Machinability of aluminum alloys is most focused in age-hardening families, especially 2000 and 7000 series, due to their larger consumption by aeronautic industry [47]. The improvement in strength that turned possible aeronautic applications is the formation of second-phase precipitates. With them, aluminum alloys can reach yield stress values up to 100 times that of pure aluminum [48]. Besides, the control of precipitates can be decisive to control the surface integrity [49] and machining aspects [50], including the 6000 series alloys. Milagre et al. [49] verified for Al6061 alloy that different thermomechanical processes used to nuclear fuel plates cause tensile residual stresses, besides a reduction in hardness compared to T6 condition. The reasons for their findings are the dissolution of beta phase, the increase of grain size, and the precipitate coarsening. Froehlich et al. [50] compared using drilling experiments the resulting forces of Al6061 alloys with different levels of Pb and Ti additions, and the alloys Al2117 and Al6351 on the cold-worked condition. Although Al6061 alloys have the highest mechanical strengths (338–343-MPa UTS), the presence of alloy elements is able to reduce significantly the drilling forces. In addition, some precipitates helped the machinability in Al2000 series alloys, especially CuAl₂ precipitates.

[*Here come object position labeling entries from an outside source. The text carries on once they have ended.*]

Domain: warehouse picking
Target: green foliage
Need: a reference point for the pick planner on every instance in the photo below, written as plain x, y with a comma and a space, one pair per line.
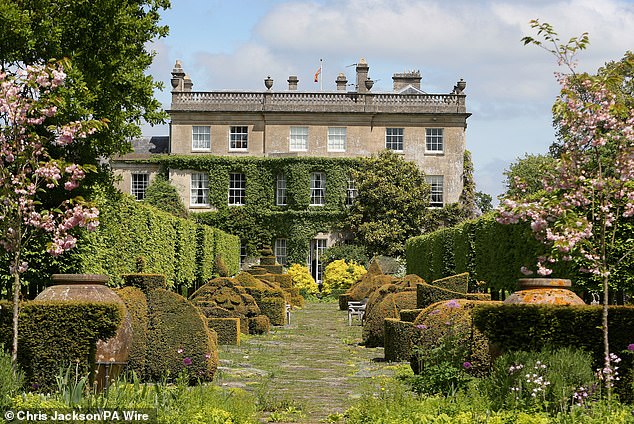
228, 330
397, 339
260, 220
69, 336
534, 327
302, 279
10, 379
178, 339
524, 177
426, 294
164, 196
219, 266
487, 250
340, 275
387, 307
540, 381
445, 336
107, 42
136, 304
176, 247
347, 252
274, 308
392, 200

3 Machining parameters of aluminum alloys

3.1 Surface integrity

Since the mechanical strength of aluminum is generally considerably lower than that of most steels and cast irons, tool wear is often not high enough to be considered the primary machinability criterion. That said, due to aluminum alloys’ high ductility and low melting point, surface integrity is usually the main machinability criterion. Therefore, the surface integrity will be addressed in relation to the surface topography (generally influenced by cutting parameters, in particular, the feed), microstructural changes (generally caused by the heating of the cutting interface), and the effect of mechanical properties on these two parameters.

3.1.1 Surface topography

As stated before, machining aluminum alloys usually lead to relatively low tool wear rates compared to other metals. Because of that, surface topography is usually the most critical machinability parameter, primarily due to the high ductility of the aluminum alloys that leads to high plastic deformation at the cutting interface, and thus may cause high roughness values. Horváth et al. [51] investigated the finish turning of two aluminum alloys (AS12 and AS17) using three types of diamond tools, namely, polycrystalline (PCD), monocrystalline (MDC), and vapor deposition (CVD) synthetic diamonds. The tests were performed with different levels of cutting speed, feed rate, cutting depth, and tool shapes to estimate the arithmetical mean deviation (R_a) and maximum height (R_z) of the roughness profiles. The authors reported that the models used R² to predict R_a and R_z for manufacturing process planning, with the cutting speed being the most influential parameter and the harder alloy leading to a better surface finish. Xu et al. [52] evaluated the use of an electrostatic minimum quantity of lubrication (EMQL) in the high-speed milling of AlSi7Mg alloys (Al6000 series) under cutting speeds ranging from 600 to 2400 m/min, feed rates from 0.08 to 0.2 mm/rev, and cutting depth from 0.4 to 1.3 mm, with the results being compared to dry, flood, and conventional MQL lubrication systems. The authors reported that the EMQL system outperformed the other conditions, followed by flood cooling, MQL, and dry machining. The explanation is that the electrostatic lubrication better cooled the surface, reducing the plastic deformation at the cutting interface. Based on this performance, the authors indicated the EMQL as the most sustainable method for lubrication in the high-speed milling of the investigated aluminum alloys.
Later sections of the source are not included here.